In October 2008, Brunel FM was sold again to South West Radio Ltd, following the collapse of Laser Broadcasting which went into administration.

In August 2009, South West Radio itself collapsed and was also placed into administration. Brunel FM was then acquired by YMC Ltd, along with Bath FM, 3TR FM, Quay West 107.4 and Quay West 102.4/100.8. YMC Ltd then ran the five licensed stations as a group, with local programming throughout the day and some networked output over the weekend. On 24 March 2010, the YMC stations were closed by administrators after multiple refusals on the part of regulator Ofcom to transfer the licences, amid a number of financial issues at the stations following TLRC's sale.

===Total Star Swindon===
Brunel FM and its sister stations – 3TR FM, Bath FM and the two Quaywest stations – were eventually bought by One Gold Radio Ltd. All five stations were rebranded Total Star as part of an agreement with Total Star 107.5 in Gloucestershire, owned by Storm Radio Ltd.

===More Radio===
In May 2011, it was announced that Total Star Swindon (along with sister stations in West Wiltshire and Bath) would be rebranded to More Radio from June 2011, after owners One Gold Radio Ltd (now More FM Ltd) ended their partnership with the Cheltenham-based Total Star group. The group decided not to contest the renewal of the Bath licence, which was awarded to Celador and was rebranded as The Breeze in September 2011. More FM also sold the 107.5 Warminster/Frome area licence to Celador, who turned it into The Breeze in November 2011.

===Jack FM ===

It was announced in April 2012 Celador had bought the final More Radio licence in Swindon. Just over a month later, on 28 May 2012, the station was relaunched as Jack FM Swindon.

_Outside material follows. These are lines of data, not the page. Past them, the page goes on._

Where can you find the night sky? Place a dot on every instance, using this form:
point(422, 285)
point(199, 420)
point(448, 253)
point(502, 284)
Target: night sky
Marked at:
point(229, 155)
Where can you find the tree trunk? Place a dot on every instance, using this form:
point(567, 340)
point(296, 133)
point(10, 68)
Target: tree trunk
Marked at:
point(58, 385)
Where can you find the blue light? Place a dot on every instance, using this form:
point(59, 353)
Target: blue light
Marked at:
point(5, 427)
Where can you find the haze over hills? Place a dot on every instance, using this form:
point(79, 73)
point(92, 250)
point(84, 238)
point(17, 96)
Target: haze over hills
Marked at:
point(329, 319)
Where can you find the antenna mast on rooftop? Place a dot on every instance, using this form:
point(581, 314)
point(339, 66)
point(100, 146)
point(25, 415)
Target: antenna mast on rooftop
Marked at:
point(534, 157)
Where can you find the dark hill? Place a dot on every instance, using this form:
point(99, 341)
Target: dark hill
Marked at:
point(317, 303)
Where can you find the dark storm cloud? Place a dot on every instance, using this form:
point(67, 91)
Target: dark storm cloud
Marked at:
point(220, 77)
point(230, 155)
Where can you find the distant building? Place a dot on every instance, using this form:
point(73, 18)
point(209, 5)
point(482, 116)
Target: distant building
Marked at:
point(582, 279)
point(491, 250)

===Sam FM rebrand and merger===
Less than three years later, on 1 April 2015, the station was rebranded again to Sam FM.

On 25 May 2016, OFCOM announced it had granted Celador permission to merge the station with its sister station in Bristol. The company said the Swindon station was not financially viable as a stand-alone service, having made a £50,000 loss in 2015. The station's sole local programme – the weekday breakfast show That Swindon Thing – was axed, although opt outs for local news bulletins, traffic updates and what's on information will continue.

== Closure ==
Sam FM Swindon stopped transmitting on 1 September 2020 and the frequency was given to the Greatest Hits Radio national network.